8月1日のトレード・デッドライン(トレード期限)が目前に迫り、さまざまな噂や憶測が飛び交っている。

 なかでも最も注目されているのは、もちろん大谷翔平(ロサンゼルス・エンゼルス)の動きだ。

日本に限ったことではなく、全米のメディアとファンが見つめている、と言っても過言ではないだろう。

大谷翔平「真夏のトレード」をシミュレーション 残留でオフにF...の画像はこちら >>

大谷翔平はエンゼルスに残るのか、離れるのか?

【新たな契約は700億円以上?】

 ここから、どんなシナリオがあり得るのだろうか。

 まず、エンゼルスがトレードで放出しなかった場合、大谷はオフにフリーエージェント(FA)となる。

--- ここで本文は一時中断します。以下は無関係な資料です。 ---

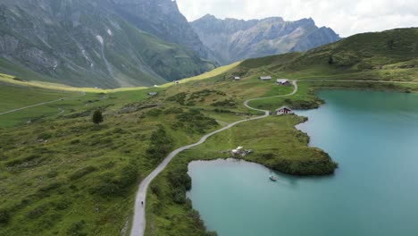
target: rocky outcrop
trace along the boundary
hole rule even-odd
[[[145,13],[156,16],[136,21],[142,18],[136,14]],[[202,47],[187,21],[188,30],[181,24],[172,30],[175,35],[167,33],[181,17],[171,0],[4,0],[0,72],[118,88],[153,86],[213,69],[215,63],[175,43],[188,42],[196,51]],[[191,37],[177,38],[181,27],[191,30]]]
[[[113,0],[115,13],[163,40],[186,46],[202,57],[208,50],[172,0]]]
[[[242,21],[220,20],[205,15],[191,25],[222,64],[252,57],[305,51],[340,39],[332,30],[318,28],[312,19],[285,21],[280,17],[272,17]]]

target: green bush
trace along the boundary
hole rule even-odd
[[[155,161],[163,159],[174,146],[173,139],[167,134],[163,126],[159,126],[158,130],[153,132],[150,141],[151,144],[146,149],[146,154]]]
[[[178,102],[180,105],[184,105],[186,101],[186,97],[187,94],[185,92],[182,92],[168,97],[166,101]]]
[[[67,235],[71,236],[87,236],[88,234],[83,232],[86,222],[84,220],[72,223],[67,230]]]
[[[156,116],[159,116],[160,114],[163,114],[163,110],[157,108],[157,109],[151,109],[151,110],[149,110],[149,111],[146,114],[146,115],[156,117]]]
[[[7,210],[0,209],[0,223],[7,223],[10,220],[10,215]]]
[[[46,139],[49,139],[52,138],[52,134],[51,133],[47,133],[47,132],[45,132],[45,133],[41,133],[38,136],[38,139],[43,139],[43,140],[46,140]]]
[[[75,173],[73,173],[71,175],[70,175],[70,180],[75,181],[78,180],[90,173],[97,171],[98,168],[96,166],[88,165],[86,166],[82,169],[77,170]]]
[[[216,103],[213,103],[213,104],[211,104],[211,105],[235,108],[235,107],[237,107],[237,103],[235,103],[235,101],[232,100],[232,99],[230,99],[230,100],[225,99],[223,101],[219,101],[219,102],[216,102]]]
[[[98,177],[99,182],[90,188],[90,192],[104,198],[121,196],[136,184],[138,178],[138,165],[135,161],[130,161],[118,173],[109,172],[102,173]]]

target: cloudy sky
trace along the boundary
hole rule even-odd
[[[399,27],[418,27],[417,0],[177,0],[188,21],[206,13],[218,18],[286,21],[312,17],[342,37]]]

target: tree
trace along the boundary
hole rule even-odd
[[[333,64],[334,63],[334,58],[332,57],[332,55],[330,55],[330,57],[328,58],[328,63],[329,64]]]
[[[95,114],[93,114],[93,122],[96,124],[103,122],[103,114],[100,110],[96,110]]]

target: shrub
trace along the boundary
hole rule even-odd
[[[185,92],[182,92],[168,97],[166,101],[178,102],[180,105],[184,105],[184,102],[186,101],[186,97],[187,94]]]
[[[67,234],[71,236],[87,236],[86,232],[83,232],[86,222],[81,220],[79,222],[72,223],[67,230]]]
[[[100,110],[96,110],[93,114],[92,121],[96,124],[100,124],[101,122],[104,122],[103,114],[102,114],[102,112]]]
[[[222,107],[237,107],[237,104],[232,99],[225,99],[223,101],[219,101],[216,103],[213,103],[211,105],[213,106],[222,106]]]
[[[51,178],[55,178],[57,175],[58,175],[57,171],[51,171],[46,174],[46,177],[51,179]]]
[[[104,173],[99,176],[100,182],[93,186],[90,192],[105,198],[122,195],[130,187],[137,183],[139,178],[138,169],[137,162],[130,161],[121,168],[119,174]]]
[[[93,172],[96,172],[97,171],[97,167],[96,166],[92,166],[92,165],[88,165],[88,166],[86,166],[82,169],[79,169],[79,170],[77,170],[75,173],[73,173],[71,175],[70,175],[70,180],[71,181],[75,181],[75,180],[78,180],[90,173],[93,173]]]
[[[40,217],[41,215],[43,215],[44,214],[46,214],[46,210],[47,209],[46,207],[36,207],[33,210],[29,211],[26,215],[26,216],[30,219],[37,219]]]
[[[79,139],[73,139],[70,142],[71,145],[75,145],[75,144],[79,144],[80,143],[81,141]]]
[[[46,140],[46,139],[49,139],[52,138],[52,134],[51,133],[41,133],[38,136],[38,139],[43,139],[43,140]]]
[[[146,154],[154,160],[160,161],[169,154],[173,147],[173,139],[167,134],[163,126],[153,132],[150,138],[151,144]]]
[[[160,114],[163,114],[162,109],[151,109],[146,114],[148,115],[148,116],[156,117],[156,116],[159,116]]]
[[[7,223],[10,220],[9,212],[4,209],[0,209],[0,223]]]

 シーズンが終わるまでにエンゼルスとの契約を延長し、FAにはならないというシナリオは、限りなくゼロに近いと見ていい。大谷と代理人は、急がなくていい。エンゼルスと他球団からそれぞれ提示された契約の内容を比較検討したあとに、エンゼルスと再契約を交わすことも可能だからだ。

 FAになった大谷に対し、エンゼルスはクオリファイング・オファー(QO)を申し出る。

これは、その選手が在籍していた球団が提示することのできる「1年間の再契約」だ。

 提示する金額は、年俸上位125人の平均額。昨オフは14人のFA選手が1年1965万ドル(約27億4000万円)のQOを申し出られ、そのうちのふたり──マーティン・ペレス(テキサス・レンジャーズ)とジョク・ピーダーソン(サンフランシスコ・ジャイアンツ)が受け入れて残留した。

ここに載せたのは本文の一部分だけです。